Além disso, a recuperação judicial estabelece regras claras de negociação com credores. O Dr. Rodrigo Gonçalves Pimentel destaca que essa padronização reduz incertezas individuais e organiza o passivo em um plano estruturado. Desse modo, para investidores atentos, trata-se de ambiente com risco calculável, diferentemente de empresas em colapso desordenado.
Quais ativos podem despertar o interesse de investidores?
Nem toda empresa em recuperação perde valor integralmente. Em muitos casos, o passivo compromete o fluxo de caixa, mas os ativos permanecem relevantes. De acordo com Rodrigo Pimentel Advogado, a análise deve separar a crise financeira da capacidade operacional real do negócio. Isto posto, entre os ativos que costumam atrair investidores, destacam-se:
- Unidades produtivas isoladas com operação estruturada;
- Carteiras de clientes consolidadas;
- Marcas com posicionamento reconhecido;
- Contratos estratégicos em vigor;
- Ativos imobiliários ou industriais subutilizados.
Cada um desses elementos pode ser reorganizado dentro do plano de recuperação judicial, permitindo alienações estratégicas ou captação de recursos. O investidor, nesse contexto, não adquire necessariamente a empresa inteira, mas parte economicamente viável dela. Conforme expõe o Dr. Lucas Gomes Mochi, esse modelo reduz riscos sucessórios e facilita a entrada de capital novo. Portanto, a crise pode revelar oportunidades que não seriam percebidas em um ambiente de expansão desordenada.

Como a reestruturação estratégica influencia a decisão de investidores?

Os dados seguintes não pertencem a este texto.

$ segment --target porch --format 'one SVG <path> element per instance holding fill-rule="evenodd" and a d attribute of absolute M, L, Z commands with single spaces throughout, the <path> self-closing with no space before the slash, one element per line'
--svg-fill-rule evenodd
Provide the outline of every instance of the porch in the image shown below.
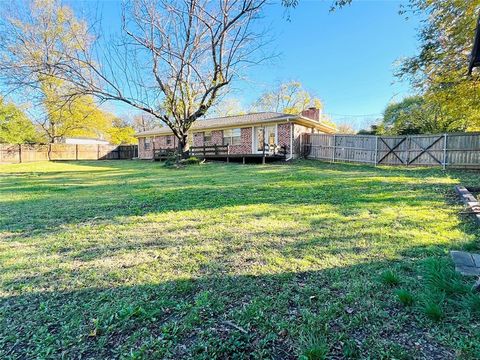
<path fill-rule="evenodd" d="M 166 160 L 174 155 L 173 149 L 155 149 L 153 160 Z M 210 145 L 210 146 L 192 146 L 190 147 L 190 156 L 199 159 L 226 161 L 227 163 L 242 162 L 245 163 L 263 163 L 273 161 L 286 161 L 288 151 L 286 146 L 276 146 L 265 144 L 263 151 L 258 153 L 238 154 L 230 151 L 230 145 Z"/>

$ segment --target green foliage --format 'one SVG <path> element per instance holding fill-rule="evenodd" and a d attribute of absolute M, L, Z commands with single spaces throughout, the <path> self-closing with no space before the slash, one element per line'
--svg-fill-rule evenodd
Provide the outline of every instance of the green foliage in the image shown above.
<path fill-rule="evenodd" d="M 380 274 L 380 281 L 385 285 L 396 286 L 400 284 L 400 278 L 392 270 Z"/>
<path fill-rule="evenodd" d="M 400 301 L 404 306 L 413 305 L 413 295 L 405 289 L 399 289 L 396 291 L 398 301 Z"/>
<path fill-rule="evenodd" d="M 459 121 L 460 120 L 460 121 Z M 386 135 L 439 134 L 465 131 L 462 119 L 448 117 L 426 97 L 412 96 L 387 106 L 379 133 Z"/>
<path fill-rule="evenodd" d="M 200 164 L 200 159 L 195 156 L 190 156 L 187 159 L 180 160 L 180 163 L 185 165 L 196 165 L 196 164 Z"/>
<path fill-rule="evenodd" d="M 137 139 L 133 136 L 135 135 L 135 129 L 126 121 L 117 117 L 113 118 L 112 127 L 107 130 L 107 134 L 111 144 L 130 145 L 137 143 Z"/>
<path fill-rule="evenodd" d="M 433 321 L 440 321 L 444 316 L 441 304 L 432 300 L 425 300 L 423 311 Z"/>
<path fill-rule="evenodd" d="M 0 143 L 25 144 L 39 140 L 35 127 L 23 111 L 0 98 Z"/>
<path fill-rule="evenodd" d="M 425 262 L 424 269 L 427 287 L 433 293 L 458 296 L 469 291 L 460 274 L 446 261 L 430 259 Z"/>
<path fill-rule="evenodd" d="M 479 6 L 479 0 L 412 0 L 403 10 L 427 16 L 420 51 L 402 62 L 397 76 L 418 89 L 445 131 L 480 129 L 480 72 L 467 76 Z"/>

Em suma, investidores não analisam apenas números atuais. Eles avaliam governança, planejamento e capacidade de execução. Dessa maneira, um plano de recuperação judicial bem estruturado demonstra disciplina financeira e compromisso com transparência. Primeiramente, a organização documental e contábil transmite credibilidade. Em seguida, a definição clara de metas, prazos e formas de pagamento sinaliza responsabilidade na condução do processo.

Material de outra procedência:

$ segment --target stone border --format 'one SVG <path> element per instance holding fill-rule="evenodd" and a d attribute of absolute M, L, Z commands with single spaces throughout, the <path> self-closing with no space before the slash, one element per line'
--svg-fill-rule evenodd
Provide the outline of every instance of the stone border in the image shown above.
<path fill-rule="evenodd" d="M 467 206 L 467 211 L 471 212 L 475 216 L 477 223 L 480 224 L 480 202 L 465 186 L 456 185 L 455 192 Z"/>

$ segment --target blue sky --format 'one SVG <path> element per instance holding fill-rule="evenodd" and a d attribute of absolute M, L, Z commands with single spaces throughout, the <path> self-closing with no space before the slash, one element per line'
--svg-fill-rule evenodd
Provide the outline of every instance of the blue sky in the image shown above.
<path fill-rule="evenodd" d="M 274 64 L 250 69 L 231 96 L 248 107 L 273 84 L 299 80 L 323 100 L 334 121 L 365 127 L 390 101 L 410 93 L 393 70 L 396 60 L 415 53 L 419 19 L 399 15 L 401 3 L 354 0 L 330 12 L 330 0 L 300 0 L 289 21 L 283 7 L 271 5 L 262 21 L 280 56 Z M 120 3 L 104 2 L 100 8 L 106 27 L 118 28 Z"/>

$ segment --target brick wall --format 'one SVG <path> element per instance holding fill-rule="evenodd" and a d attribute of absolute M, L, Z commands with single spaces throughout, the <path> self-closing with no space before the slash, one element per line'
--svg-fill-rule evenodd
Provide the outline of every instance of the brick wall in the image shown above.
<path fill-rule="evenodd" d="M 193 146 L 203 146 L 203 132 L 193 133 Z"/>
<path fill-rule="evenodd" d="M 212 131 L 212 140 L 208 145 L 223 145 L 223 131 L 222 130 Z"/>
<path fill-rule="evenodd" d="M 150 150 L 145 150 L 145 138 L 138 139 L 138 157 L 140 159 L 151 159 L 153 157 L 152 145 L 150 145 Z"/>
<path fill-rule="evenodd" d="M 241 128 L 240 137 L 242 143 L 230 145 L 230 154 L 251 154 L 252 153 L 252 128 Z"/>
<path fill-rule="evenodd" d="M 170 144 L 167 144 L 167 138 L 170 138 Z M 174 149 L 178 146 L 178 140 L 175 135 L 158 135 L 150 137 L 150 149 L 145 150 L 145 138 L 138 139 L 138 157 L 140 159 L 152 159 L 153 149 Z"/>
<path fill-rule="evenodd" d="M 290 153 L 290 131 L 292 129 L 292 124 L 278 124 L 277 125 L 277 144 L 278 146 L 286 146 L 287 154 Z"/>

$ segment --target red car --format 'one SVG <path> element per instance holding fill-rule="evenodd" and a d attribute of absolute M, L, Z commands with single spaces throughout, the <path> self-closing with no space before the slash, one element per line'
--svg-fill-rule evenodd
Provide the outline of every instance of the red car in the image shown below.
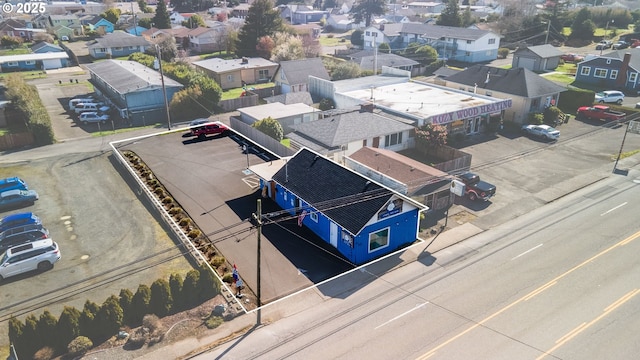
<path fill-rule="evenodd" d="M 564 62 L 580 62 L 584 60 L 584 56 L 578 54 L 563 54 L 560 55 L 560 59 Z"/>
<path fill-rule="evenodd" d="M 229 131 L 229 128 L 222 124 L 209 123 L 191 128 L 191 135 L 204 139 L 207 135 L 224 135 L 227 131 Z"/>

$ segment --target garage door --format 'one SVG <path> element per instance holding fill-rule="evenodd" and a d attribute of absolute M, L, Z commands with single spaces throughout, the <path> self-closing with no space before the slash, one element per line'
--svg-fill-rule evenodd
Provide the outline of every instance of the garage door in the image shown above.
<path fill-rule="evenodd" d="M 42 60 L 42 68 L 47 69 L 59 69 L 62 67 L 62 61 L 60 59 Z"/>
<path fill-rule="evenodd" d="M 525 69 L 529 69 L 529 70 L 533 70 L 533 67 L 536 64 L 536 60 L 535 59 L 530 59 L 530 58 L 518 58 L 518 67 L 519 68 L 525 68 Z"/>

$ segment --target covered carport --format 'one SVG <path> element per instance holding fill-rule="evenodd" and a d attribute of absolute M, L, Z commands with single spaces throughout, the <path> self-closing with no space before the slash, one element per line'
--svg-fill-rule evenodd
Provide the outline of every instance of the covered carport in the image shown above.
<path fill-rule="evenodd" d="M 38 69 L 59 69 L 64 67 L 62 65 L 62 59 L 69 59 L 69 54 L 66 52 L 49 52 L 42 54 L 5 55 L 0 56 L 0 67 L 3 67 L 3 65 L 7 63 L 35 61 L 36 64 L 40 64 Z"/>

Além disso, segundo Rodrigo Pimentel Advogado, a comunicação adequada com credores e mercado reduz ruídos reputacionais. Outro ponto decisivo é a projeção de fluxo de caixa após a reestruturação. Investidores procuram potencial de retorno, não apenas desconto sobre ativos. Quando a empresa apresenta estratégia de reposicionamento competitivo, redução de custos e foco em eficiência operacional, o cenário passa a ser de turnaround estruturado, e não de mera sobrevivência.

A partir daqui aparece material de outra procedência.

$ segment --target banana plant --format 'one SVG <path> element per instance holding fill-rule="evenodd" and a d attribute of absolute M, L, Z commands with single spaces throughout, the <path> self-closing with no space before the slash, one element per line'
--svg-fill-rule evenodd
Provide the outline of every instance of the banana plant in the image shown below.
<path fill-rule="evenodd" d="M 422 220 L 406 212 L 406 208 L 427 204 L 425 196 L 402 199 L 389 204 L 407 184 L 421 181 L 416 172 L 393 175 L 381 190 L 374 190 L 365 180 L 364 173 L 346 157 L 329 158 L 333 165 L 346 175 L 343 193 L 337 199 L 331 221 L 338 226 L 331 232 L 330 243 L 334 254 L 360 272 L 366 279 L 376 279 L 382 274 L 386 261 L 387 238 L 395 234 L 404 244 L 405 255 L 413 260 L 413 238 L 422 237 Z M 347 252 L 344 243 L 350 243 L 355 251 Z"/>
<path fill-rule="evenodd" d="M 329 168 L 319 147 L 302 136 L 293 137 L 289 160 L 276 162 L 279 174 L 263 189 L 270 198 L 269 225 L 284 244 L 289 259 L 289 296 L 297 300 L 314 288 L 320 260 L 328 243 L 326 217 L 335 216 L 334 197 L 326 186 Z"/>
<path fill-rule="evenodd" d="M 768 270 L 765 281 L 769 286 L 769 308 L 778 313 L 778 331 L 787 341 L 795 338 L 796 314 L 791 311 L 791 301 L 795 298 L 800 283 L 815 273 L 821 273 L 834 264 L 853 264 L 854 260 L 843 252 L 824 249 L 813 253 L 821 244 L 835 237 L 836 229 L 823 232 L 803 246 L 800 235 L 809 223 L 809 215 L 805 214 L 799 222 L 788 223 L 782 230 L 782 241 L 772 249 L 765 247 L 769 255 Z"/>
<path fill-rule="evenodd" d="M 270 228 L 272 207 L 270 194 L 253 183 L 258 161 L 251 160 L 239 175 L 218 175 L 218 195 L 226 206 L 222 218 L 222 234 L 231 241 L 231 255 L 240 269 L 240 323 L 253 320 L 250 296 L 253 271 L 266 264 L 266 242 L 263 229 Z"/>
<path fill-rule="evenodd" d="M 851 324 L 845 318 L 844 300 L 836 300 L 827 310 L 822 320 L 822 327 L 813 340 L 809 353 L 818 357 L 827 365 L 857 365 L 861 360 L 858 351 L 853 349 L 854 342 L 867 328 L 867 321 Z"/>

A crise como um ponto de inflexão estratégica
Em conclusão, a recuperação judicial pode, sim, atrair investidores quando estruturada com planejamento técnico, governança e visão de longo prazo. O processo não elimina riscos, mas os organiza e os torna mensuráveis. Desse modo, empresas que utilizam o instituto como ferramenta de reorganização estratégica ampliam suas chances de captar recursos, vender ativos de forma inteligente e reposicionar o negócio no mercado. Ou seja, a crise pode funcionar como ponto de inflexão entre a desordem financeira e um ciclo de crescimento mais sustentável.